While Harrow Tory MP candidates are busy in working out votes from certain communities, they have been silent about the NHS security crisis that is causing hardships for the NHS users in Harrow.
The attack was focused on a vulnerability found on Windows operating systems, targeted by majority viruses. The exploit used to cause the infection is known as EternalBlue and appears to have infiltrated the NHS Network via NHS computers running Windows XP which was released in 2001, and no longer supported by Microsoft as of April 8th 2014.
The existence of the EternalBlue exploit was made public in April 2017. Microsoft had been aware of EternalBlue’s existence as a patch had been released for it in March 2017. The ransomware (known as WannaCry) used the EternalBlue exploit to infiltrate the NHS Network.
This leads to the following questions:
Does Theresa May’s government take the threat of cyber-attacks and exposed systems with exploits seriously?
Why the government had not done more to help NHS to update their computers?
As Microsoft had released a patch in March 2017, why the government mismanaged the handling of the NHS so badly that the computers had still not been patched as of May 2017?
Who is paying for the cost of the digital “clean-up”, the NHS or the government; either way the taxpayer is paying to clean up yet another mess by the government.

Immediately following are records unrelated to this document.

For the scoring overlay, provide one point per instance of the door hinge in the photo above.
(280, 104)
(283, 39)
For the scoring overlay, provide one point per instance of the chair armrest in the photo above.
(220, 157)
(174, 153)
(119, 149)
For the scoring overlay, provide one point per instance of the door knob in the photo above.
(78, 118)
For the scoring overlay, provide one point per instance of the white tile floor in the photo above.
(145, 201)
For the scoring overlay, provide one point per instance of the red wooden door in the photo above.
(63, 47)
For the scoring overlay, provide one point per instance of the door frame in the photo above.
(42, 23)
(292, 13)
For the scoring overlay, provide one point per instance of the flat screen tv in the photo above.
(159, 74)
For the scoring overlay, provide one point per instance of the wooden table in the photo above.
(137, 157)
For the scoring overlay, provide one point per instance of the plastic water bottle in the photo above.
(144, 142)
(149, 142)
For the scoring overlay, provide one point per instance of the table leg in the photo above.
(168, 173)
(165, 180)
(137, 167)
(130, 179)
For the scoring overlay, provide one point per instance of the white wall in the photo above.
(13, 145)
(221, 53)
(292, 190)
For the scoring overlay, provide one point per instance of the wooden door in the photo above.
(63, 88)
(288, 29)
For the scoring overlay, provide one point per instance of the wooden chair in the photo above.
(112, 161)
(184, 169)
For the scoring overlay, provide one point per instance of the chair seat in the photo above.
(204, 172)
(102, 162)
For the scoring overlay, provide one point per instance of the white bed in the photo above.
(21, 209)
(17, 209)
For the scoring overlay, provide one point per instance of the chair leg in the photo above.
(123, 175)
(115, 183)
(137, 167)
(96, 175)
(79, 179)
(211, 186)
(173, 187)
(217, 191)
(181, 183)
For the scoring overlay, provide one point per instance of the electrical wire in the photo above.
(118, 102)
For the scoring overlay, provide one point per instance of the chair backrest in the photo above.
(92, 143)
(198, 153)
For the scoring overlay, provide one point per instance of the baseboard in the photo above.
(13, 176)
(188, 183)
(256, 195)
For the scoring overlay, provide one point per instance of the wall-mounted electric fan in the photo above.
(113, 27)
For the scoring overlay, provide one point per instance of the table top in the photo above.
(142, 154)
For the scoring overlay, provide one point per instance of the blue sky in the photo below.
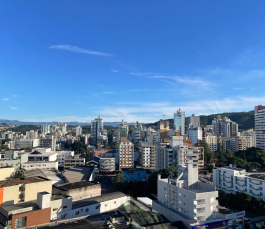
(133, 60)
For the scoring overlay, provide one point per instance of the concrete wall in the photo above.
(85, 192)
(34, 217)
(61, 205)
(170, 215)
(5, 173)
(93, 209)
(31, 190)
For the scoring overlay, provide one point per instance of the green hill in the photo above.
(245, 120)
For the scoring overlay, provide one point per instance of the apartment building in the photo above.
(17, 190)
(212, 141)
(122, 130)
(32, 134)
(48, 142)
(98, 133)
(232, 179)
(107, 164)
(224, 127)
(195, 134)
(260, 126)
(26, 143)
(136, 133)
(194, 121)
(73, 161)
(147, 155)
(126, 154)
(179, 122)
(186, 197)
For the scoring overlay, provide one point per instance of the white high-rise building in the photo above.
(195, 134)
(212, 141)
(224, 127)
(136, 135)
(126, 154)
(78, 131)
(179, 122)
(98, 133)
(260, 126)
(32, 134)
(194, 121)
(123, 130)
(45, 129)
(185, 196)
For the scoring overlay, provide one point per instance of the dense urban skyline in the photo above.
(135, 60)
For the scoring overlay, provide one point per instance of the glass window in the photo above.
(20, 222)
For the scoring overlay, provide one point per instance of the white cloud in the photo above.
(72, 48)
(151, 112)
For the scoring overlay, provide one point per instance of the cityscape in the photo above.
(132, 114)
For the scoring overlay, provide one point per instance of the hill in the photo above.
(245, 120)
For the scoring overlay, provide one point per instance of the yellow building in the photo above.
(22, 190)
(5, 173)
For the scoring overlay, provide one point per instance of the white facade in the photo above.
(61, 155)
(231, 179)
(179, 122)
(260, 126)
(45, 129)
(26, 143)
(32, 134)
(147, 155)
(126, 154)
(78, 131)
(98, 133)
(212, 141)
(40, 165)
(195, 134)
(187, 196)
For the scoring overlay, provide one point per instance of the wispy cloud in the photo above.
(152, 111)
(172, 80)
(76, 49)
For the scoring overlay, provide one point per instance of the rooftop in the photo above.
(17, 181)
(78, 173)
(233, 168)
(257, 176)
(97, 199)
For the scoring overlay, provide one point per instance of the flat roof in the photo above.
(233, 168)
(257, 176)
(17, 181)
(78, 173)
(19, 206)
(97, 199)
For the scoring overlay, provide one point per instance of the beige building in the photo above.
(17, 190)
(212, 141)
(147, 155)
(126, 151)
(5, 173)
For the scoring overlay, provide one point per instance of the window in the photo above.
(20, 222)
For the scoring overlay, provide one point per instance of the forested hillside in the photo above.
(245, 120)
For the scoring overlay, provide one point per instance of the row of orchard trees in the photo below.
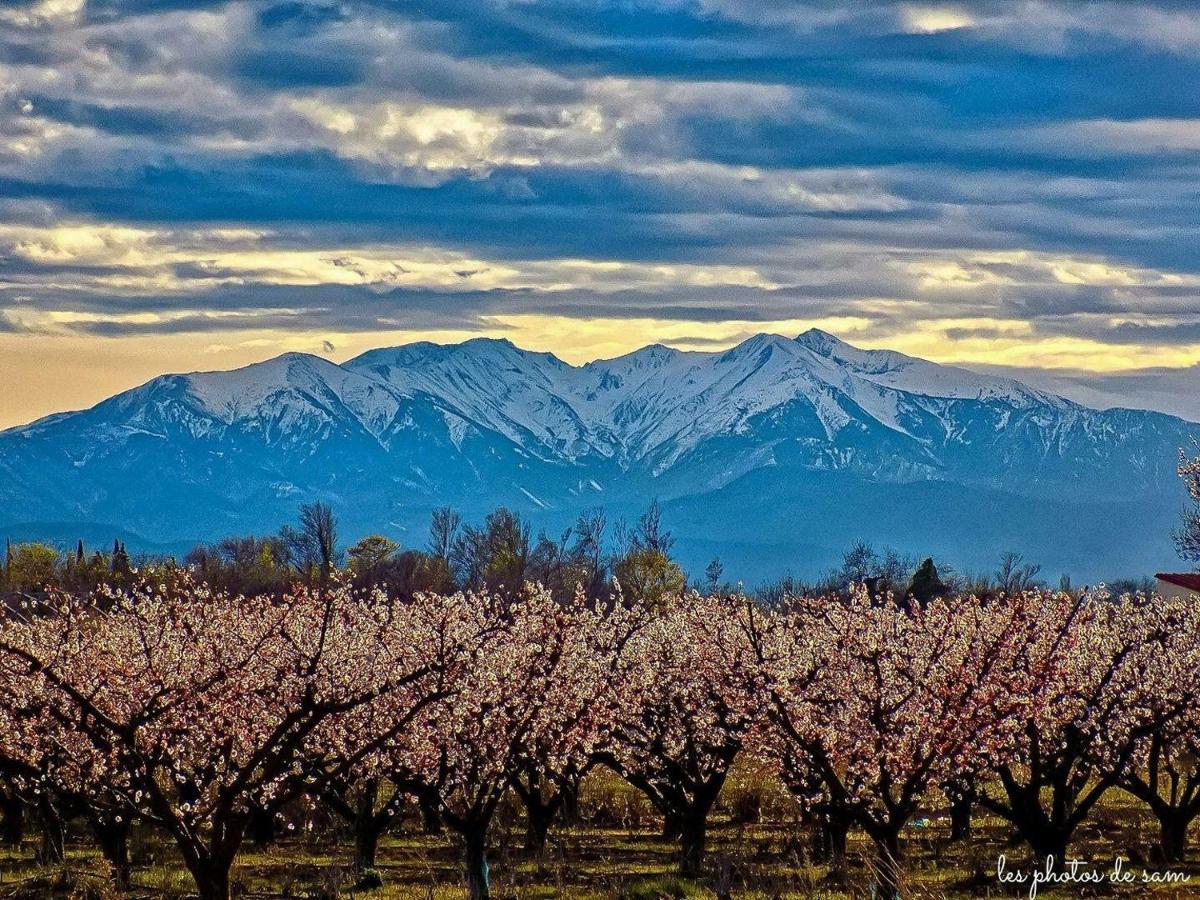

Home Secretary Amber Rudd has stated that there is no evidence that patient data was affected. If this turns out to be incorrect, what rights will the general public have as remedy, and will they be told about the extent to which their personal data has been compromised?
In terms of the bigger picture, Theresa May has been trying to widen the scope of the powers available under the Investigatory Powers Act 2016. If she cannot even control the actions of the NHS and protect computers from an exploit that had an available patch two months ago, then how can she guarantee protection of the data that her government is aggressively fighting to access, and that those accessing the data will act responsibly when the NHS has failed to do so?
If the exploit EternalBlue was first identified by the American National Security Agency, and Theresa May has such a special relationship with Trump, how is it that she was not informed of the exploit sooner? On the other hand, if she was informed, then how is it that in two months since the discovery of EternalBlue, Theresa May did nothing to secure vulnerabilities on NHS computers?